At the beginning of June, 2,856 deportees were transferred to a small settlement on the other side of the Nazina River, so that 157 deportees could not be brought to the island of Nazino for health reasons. In early July, the authorities built a new settlement employing undeported workers, and 250 Nazino settlers were moved to the new settlement. Several hundred deportees died during the transfer, 1,500 to 2,000 deportees on the island and hundreds of refugees disappeared.
Between March and July 1933, more than 90,000 Soviet citizens were reportedly deported from other parts of the Soviet Union, mainly from the Moscow and Leningrad regions. The vast majority of them were sent to Tomsk transit camps and farms, but more than 6,000 of them, known as “obsolete elements” were sent to the island of Nazino, a small, isolated area of West Siberia where the Ob and Nazina rivers converge. Two thousand of them were criminals sent to the island to relieve the Soviet prison system.
Between March and July 1933, 85,937 people living in Moscow were arrested and deported for not having a passport, and 4,776 people living in Leningrad were also deported. Those arrested in connection with the purge of Moscow on 1 May 1933, the May Day, were deported to the Tomsk transit camp, where many were taken to the island of Nazino. By the time the barge arrived, 27 deportees had already succumbed to hunger and poor conditions. The rest of the people were unloaded on the island of Nazino, a swampy patch of land three kilometres long and six hundred metres wide between two mighty rivers, which provided them with flour, leaves and other tools and supplies. The following day, twelve hundred more deportees were brought to the island, along with additional rations and equipment.
The first reports of cannibalism came three days after the deportees landed from the barren island, and the Soviet authorities, despite known illnesses and famines, allowed more and more people onto the island. The agreement lasted only a month before the Soviets pulled the plug and removed the deportees who were strong enough to walk. As Werth points out, central and local officials who knew that the social undesirables imposed by the entire Soviet Union on their provinces in Western Siberia were ultimately powerless to stop the flow of deportees.

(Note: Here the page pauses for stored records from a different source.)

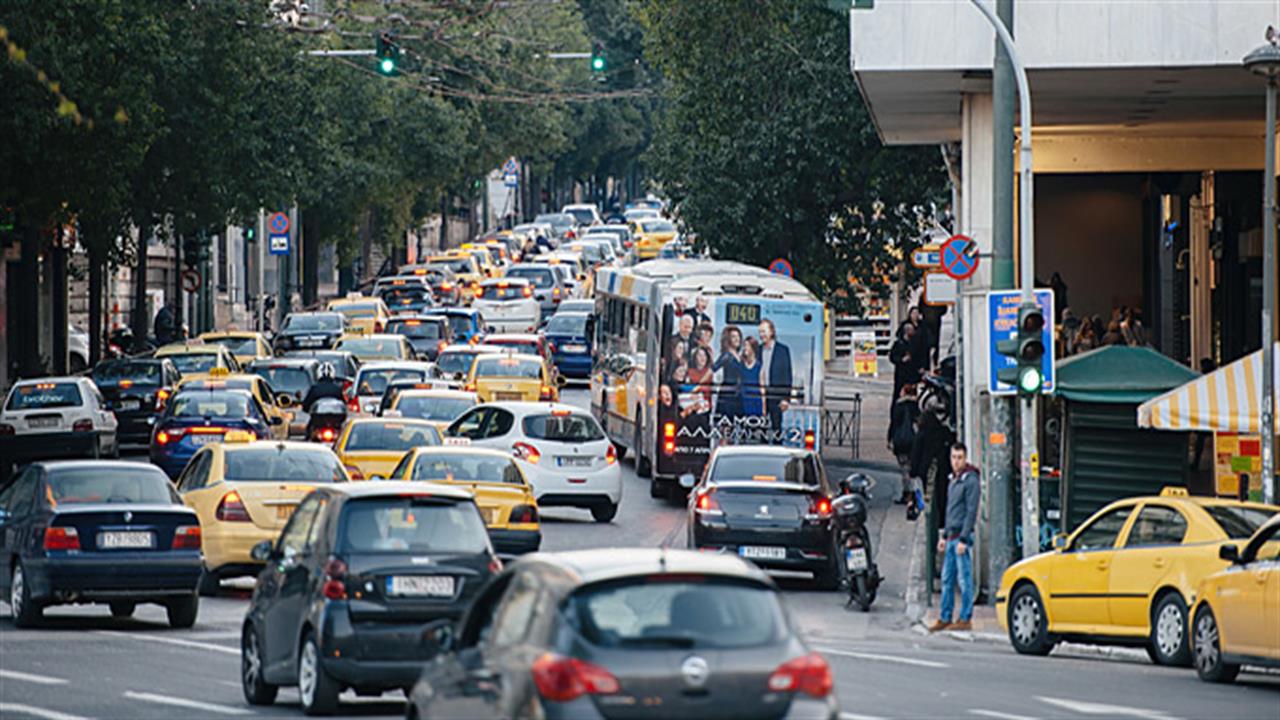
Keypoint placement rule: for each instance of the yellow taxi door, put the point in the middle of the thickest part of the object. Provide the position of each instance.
(1080, 575)
(1148, 555)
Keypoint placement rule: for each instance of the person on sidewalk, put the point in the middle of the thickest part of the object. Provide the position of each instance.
(963, 493)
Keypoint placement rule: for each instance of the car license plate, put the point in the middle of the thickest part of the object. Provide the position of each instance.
(855, 559)
(755, 552)
(420, 586)
(124, 541)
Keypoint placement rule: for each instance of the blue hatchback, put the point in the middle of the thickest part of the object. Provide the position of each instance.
(196, 418)
(570, 335)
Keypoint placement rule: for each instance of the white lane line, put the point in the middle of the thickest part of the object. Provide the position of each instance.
(18, 709)
(172, 641)
(30, 678)
(1102, 709)
(184, 702)
(914, 661)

Instead of the masses of social undesirables who were sent to the Urals in 1933, Werth concentrates on the 6,200 who were left to their own devices on the remote island of Ob near the village of Nazino. According to personnel records excavated by Werth, the deportees included a party member who was found with his party ID on the street, a document worker who had bought cigarettes with his invalid passport number, a 103-year-old man, the pregnant wife of a naval officer who had her passport in her hand when arrested and a 12-year-old girl who was waiting at the station for her mother to buy bread. The guards sent to deported recruits lacked uniforms, training, or shoes. Chaos broke out when guards sent with the deportees tried to distribute flour to them. The unloading of the deportees on an isolated, swampy island with little supplies did not proceed smoothly.

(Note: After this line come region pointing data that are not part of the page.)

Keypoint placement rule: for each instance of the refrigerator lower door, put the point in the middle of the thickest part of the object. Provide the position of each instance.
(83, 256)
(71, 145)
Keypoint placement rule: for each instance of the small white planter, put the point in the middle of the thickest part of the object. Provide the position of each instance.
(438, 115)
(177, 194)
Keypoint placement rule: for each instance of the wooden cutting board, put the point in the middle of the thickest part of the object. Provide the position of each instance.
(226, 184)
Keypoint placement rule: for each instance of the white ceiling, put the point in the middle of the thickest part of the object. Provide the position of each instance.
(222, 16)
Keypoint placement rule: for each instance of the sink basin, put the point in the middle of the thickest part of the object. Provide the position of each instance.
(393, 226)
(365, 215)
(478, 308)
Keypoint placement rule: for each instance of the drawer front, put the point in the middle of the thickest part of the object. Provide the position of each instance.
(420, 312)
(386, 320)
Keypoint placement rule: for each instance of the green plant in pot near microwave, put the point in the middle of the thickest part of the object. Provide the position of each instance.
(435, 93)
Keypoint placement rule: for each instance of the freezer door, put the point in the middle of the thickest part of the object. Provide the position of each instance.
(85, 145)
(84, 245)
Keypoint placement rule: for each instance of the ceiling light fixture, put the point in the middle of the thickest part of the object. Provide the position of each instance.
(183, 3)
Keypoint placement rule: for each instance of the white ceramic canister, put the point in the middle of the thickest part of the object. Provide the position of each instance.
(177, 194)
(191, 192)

Every year, a small group of locals travel to Nazinsky Island in the middle of Ob River from Tomsk to lay a wreath on the foot of a wooden cross. It is a gesture of remembrance for the victims of the terrible events that took place there in the summer of 1933, and their dedication to this event is part of an effort to remind their Russian compatriots that an experiment in social engineering and self-sufficiency went horribly wrong, that many of the settlers were lured by Soviet authorities, and that Joseph Stalin’s brutal excesses were downplayed by the current Russian leadership, which favors a more conciliatory historical interpretation of the last three decades of rule. Eighty-five years ago, in May of this year, a small fleet of wooden barges carrying 3,000 settlers arrived on the island to set up a special settlement for them in a small corner of Stalin’s gulag, a network of labor camps that stretched across the Soviet Union, where millions of people were oppressed and killed.